We recognize that the FTC may order certain “fencing in” provisions. FTC v. Mandel Bros., supra. Although we are certain that the FTC could draft an appropriate “fencing in” order, paragraph 3 is not such an order. It is not needed to prevent similar and related violations from occurring in the future: the very nub of the deception, in this case, was not whether appellant sued 50 percent of the time, 75 percent of the time, or 25 percent of the time. Rather, the deception arose from the fact that no decision regarding suit was made until 90 days following mailing of the last Trans-O-Gram, although appellant represented that such a decision was automatic.

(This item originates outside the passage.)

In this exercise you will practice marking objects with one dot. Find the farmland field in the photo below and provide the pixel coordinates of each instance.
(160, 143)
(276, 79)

To conclude, paragraph 3, as presently drafted, is overbroad and vague. Accordingly, we remand that portion of the order for further clarification by the Commission.
The order of the Federal Trade Commission is affirmed in part, and reversed and remanded in part for further proceedings in accordance with this Opinion. Pursuant to F.R.App.P., Rule 19, the Commission shall serve and file a proposed judgment in conformity with this Opinion.
. Trans World had used letter formats that closely resemble Western Union Telegrams and Mailgrams. Trans World’s “Telegram” consisted of a yellow window envelope on which was printed a return address with no name. The word “Telegram” was printed in large black type over the window and on the reverse side of the envelope. A yellow printed form, headed by the word “Telegram,” was inserted in the envelope. Unlike a Western Union telegram, the Trans World communication was sent through the regular mail. In 1975, Trans World stopped using the Telegram and began to use what it called a “Trans-O-Gram.” The Trans-O-Gram was a blue and white envelope containing a form message printed by a computer.
. The administrative law judge stated that the use of the Trans-O-Gram was not challenged in the complaint, and thus he was not required to determine its validity. Yet, after he held the telegram format deceptive and violative of the FTC Act, the judge stressed that the essence of his comments about the telegram applied to the subsequent Trans-O-Gram format as well. The FTC opinion was even more explicit. The Commission stated: Respondents (Trans World) ask . . . whether the second paragraph of the order prohibits their use of the Trans-O-Gram format. For purposes of assisting them in interpreting the order, we reiterate the answer of the Administrative Law Judge: ‘Yes’ ”.
. By way of example, the following three paragraphs were contained in three of the letters in the letter series which Trans World sent:
1. Urgent — Appear at Claimant’s Office within four days to pay above claim or protest liability. Failure to appear in person or have legal counsel represent you may result in immediate litigation by our client with ultimate seizure of property, auto, bank accounts and other personal assets if judgment is obtained.
2. You are hereby directed to appear at our client’s office at 9:00 a. m. next Tuesday to protest liability of the above claim. Failure to comply may result in immediate commencement of litigation by our client. If judgment is granted, property, including monies, automobile, credits and bank deposits now in your possession could be attached. If our client receives payment in full prior to the time of protest as scheduled, your appearance will not be required.
3. Urgent — Immediately contact our client and make arrangements for payment. Imperative to avoid further action which may be taken against you under provisions of state statutes. If settlement is not made within 5 days after receipt of this telegram, you may wish to consult your attorney regarding your legal liability.